Course description for study year 2023-2024. Please note that changes may occur.
Course code
DAT535
Version
1
Credits (ECTS)
5
Semester tution start
Autumn
Number of semesters
1
Exam semester
Autumn
Language of instruction
English
Content
The emergence of Big Data and Data-intensive Systems as specialized fields in computing has been motivating development of new techniques and technologies needed to extract knowledge from large datasets. Since Hadoop was conceived in 2005, popular interest in data-intensive systems began to grow. It resulted - over time - in a collection of technologies, methodologies, and practices to cover the complete data lifecycle.
This course is a first step to a variety of roles related to data-intensive systems. The core tasks in these roles that we will address are: roles in a data team, system administration, low-level algorithm design and implementation (direct implementation of MapReduce jobs), high-level algorithm design and implementation (utilizing one of data processing frameworks e.g.

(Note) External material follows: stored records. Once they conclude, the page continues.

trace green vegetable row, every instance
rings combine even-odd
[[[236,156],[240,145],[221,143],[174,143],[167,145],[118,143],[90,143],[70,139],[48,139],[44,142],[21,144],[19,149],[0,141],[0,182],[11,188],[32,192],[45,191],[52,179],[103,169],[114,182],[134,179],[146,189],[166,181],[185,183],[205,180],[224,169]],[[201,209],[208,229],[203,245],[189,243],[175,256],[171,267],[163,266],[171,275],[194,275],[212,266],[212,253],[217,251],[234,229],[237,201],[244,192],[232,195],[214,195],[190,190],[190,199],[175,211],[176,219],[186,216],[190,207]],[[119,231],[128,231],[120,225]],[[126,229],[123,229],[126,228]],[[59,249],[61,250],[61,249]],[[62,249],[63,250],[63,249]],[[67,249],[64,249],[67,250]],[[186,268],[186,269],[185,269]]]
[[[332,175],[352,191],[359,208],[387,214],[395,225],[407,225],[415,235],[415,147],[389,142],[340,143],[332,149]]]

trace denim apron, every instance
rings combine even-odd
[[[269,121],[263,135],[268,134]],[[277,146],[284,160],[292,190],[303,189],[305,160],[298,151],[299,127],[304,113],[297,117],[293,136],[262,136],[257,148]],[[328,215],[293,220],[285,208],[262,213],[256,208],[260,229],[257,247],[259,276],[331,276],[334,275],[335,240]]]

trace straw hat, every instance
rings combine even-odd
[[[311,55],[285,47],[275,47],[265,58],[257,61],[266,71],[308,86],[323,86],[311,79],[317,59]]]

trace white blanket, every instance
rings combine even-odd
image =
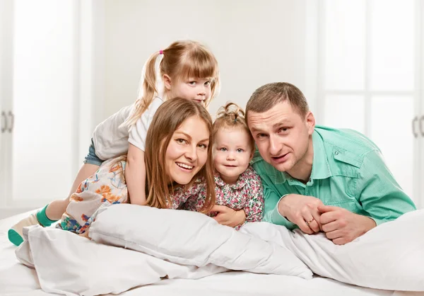
[[[344,283],[424,290],[424,211],[346,246],[266,222],[247,224],[238,233],[201,214],[131,205],[110,207],[91,227],[94,240],[139,251],[33,227],[17,257],[35,268],[45,291],[69,295],[118,293],[164,277],[199,278],[226,268],[310,278],[293,254],[314,273]]]

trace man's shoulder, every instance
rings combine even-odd
[[[336,129],[317,125],[315,132],[322,139],[329,161],[360,167],[371,152],[380,152],[378,147],[362,133],[350,129]]]

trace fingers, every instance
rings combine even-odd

SparkSQL, MLlib), data modelling and algorithm optimisation, advocating technology application both in technical and non-technical setting, providing introductory training to coworkers.
Learning outcome
Knowledge
- Characterize Hadoop architecture incl. job tracker, task tracker, scheduling issues, communications, and resource management, etc.
- Characterize Spark architecture incl. context, cluster manager, worker node, executor, etc.
- Describe elements of Hadoop/Spark ecosystem and identify their applicability
- Describe and compare RDBMS, NOSQL databases, data warehouse, unstructured big data, and keyed files, and show how to apply them to typical data processing problems
Skills
- Assume various roles in a data team
- Setup a local test environment (based on containers or VMs)
- Use and reconfigure a remote data processing setup (based on Hadoop/Spark, OpenStack, or other Cloud setup)
- Analyze real-life problems and propose suitable solutions
- Construct and optimize programs based directly on MapReduce paradigm for typical problems
- Construct and optimize programs based on high-level tools (for MapReduce paradigm) for typical problems
General qualifications:
- Evaluate, communicate and defend a data-intensive solution w.r.t. relevant criteria
Required prerequisite knowledge
Recommended prerequisites
Exam
Form of assessment | Weight | Duration | Marks | Aid |
---|---|---|---|---|
Project with oral presentation | 1/1 | Letter grades |
Project with oral presentation. Project is completed in groups. Both parts must be done before final grade is given. All group members must participate in the oral hearing. If a student fails the project, she/he has to take this next time the course is given.
Coursework requirements
Three assignments
Students start with 3 mandatory assignments that contain programing and system administration. Assignments are to be completed individually. All mandatory assignments must be passed within deadline so that the student has the right to start with the project. The obligatory assignments give access to the project only in the current semester.
Completion of mandatory lab assignments is to be made at the times and in the groups that are assigned and published. Absence due to illness or for other reasons must be communicated as soon as possible to the laboratory personnel. One cannot expect that provisions for completion of the lab assignments at other times are made unless prior arrangements with the laboratory personnel have been agreed upon.
Course teacher(s)
Course coordinator:
Tomasz WiktorskiLaboratory Engineer:
Jayachander SurbiryalaHead of Department:
Tom RyenMethod of work
Overlapping courses
Course | Reduction (SP) |
---|---|
Data-intensive Systems (DAT500_1) | 5 |